MOSTRANDO O PAU

Procissão de N. S. da Glória da
Ir.da Boa Morte nos anos 1970.
No destaque, Seu Pacote,
gari da PMC, membro da Irmandade
da Paciência e frequentador
da casa de Seu Coquito. A fotografia
é de Antônio Moraes Ribeiro.
Jorge Ramos, proeminente e atuante jornalista cachoeirano de projeção nacional, e, para meu orgulho e lisonja, leitor deste blog, me colocou num sinôque de bico.
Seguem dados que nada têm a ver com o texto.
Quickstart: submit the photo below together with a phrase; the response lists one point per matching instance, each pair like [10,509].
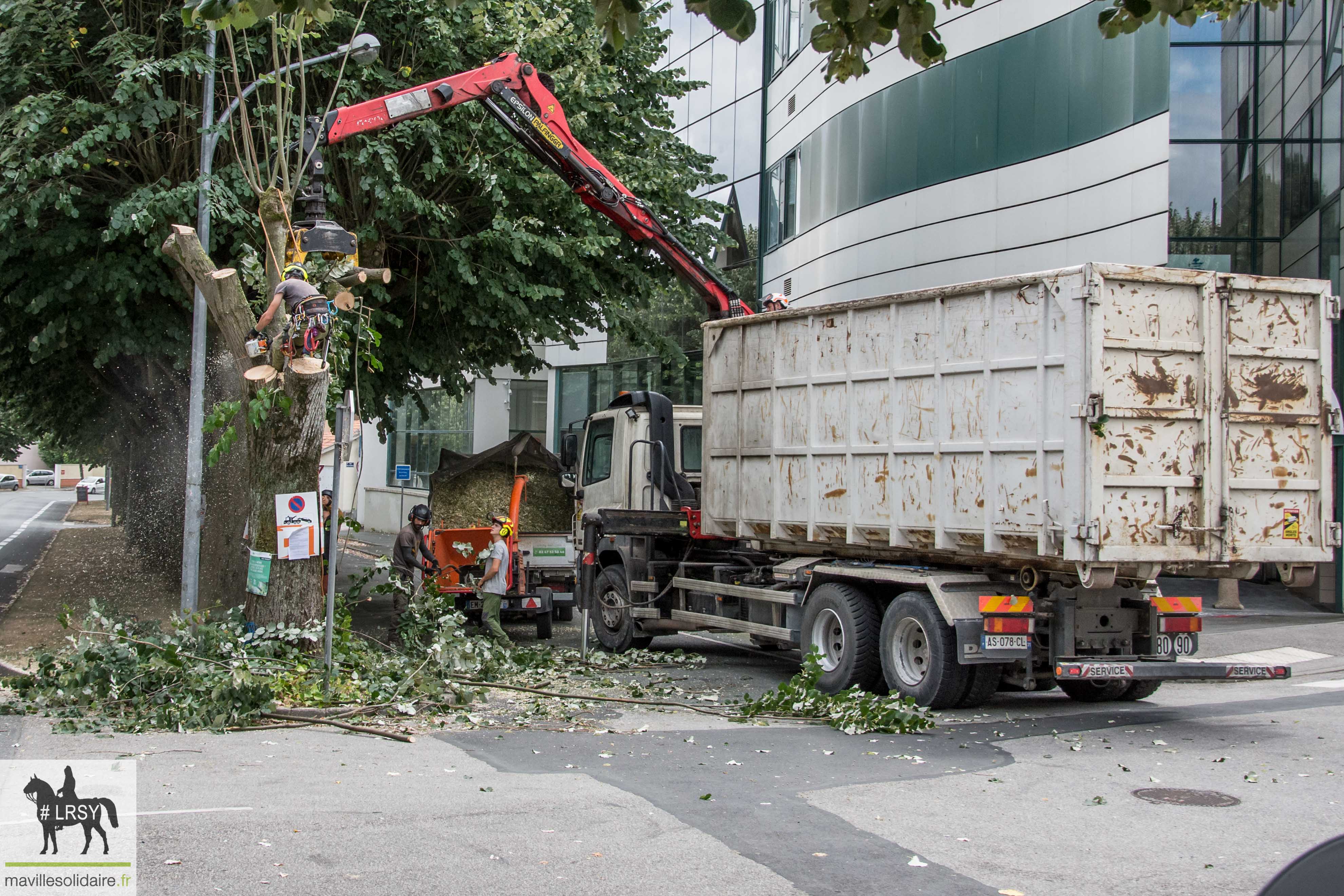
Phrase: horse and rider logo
[64,809]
Ele exigiu provas documentais sobre a citação histórica do artigo "As 200 irmãs da Boa Morte", publicado ontem aqui (leia). Jornalista Jorge Ramos, você está absolutamnte certo. Entretanto, falando em termos populares, "ninguem gosta de bater palmas para macaco sambar, né não? O documento citado na matéria é fruto de um trabalho exaustivo de pesquisa em arquivos empoeirados, e de um esforço pessoal mal compreendido, pichado, sacaneado, que, por isso, não posso dar na mão a qualquer um. Dou a você (a informação, que fique público e claro). Ei-la, pois, a referência: o documento encontra-se na página dois do jornal A Verdade, edição de 15 de setembro de 1883, que se encontra na hemeroteca do Arquivo Público do Estado da Bahia. Infelizmente não tenho-o digitalizado. É suficente?

Comentários

  1. VOCÊ COMO HISTORIADOR, ANTROPÓLOGO, NÃO SEI MAIS O QUÊ, É UM EXCELENTE FOFOQUEIRO.
    É A NOSSA CANDINHA OFICIAL. SEUS TEXTOS PRETENSOS SÉRIOS SÃO UMAS MERDAS RECHEADAS DE PICUINHAS, RANCORES E DESPEITOS.
    VÁ ENGANAR OUTRO, SEU PAU MANDADO DOS DONOS DE ENGENHO DE SÃO FRANCISCO DO PARAGUAÇU, CACHORRO VIRA-LATA DE FAZENDEIROS QUE ESCORRAÇAM POBRES E PRETOS.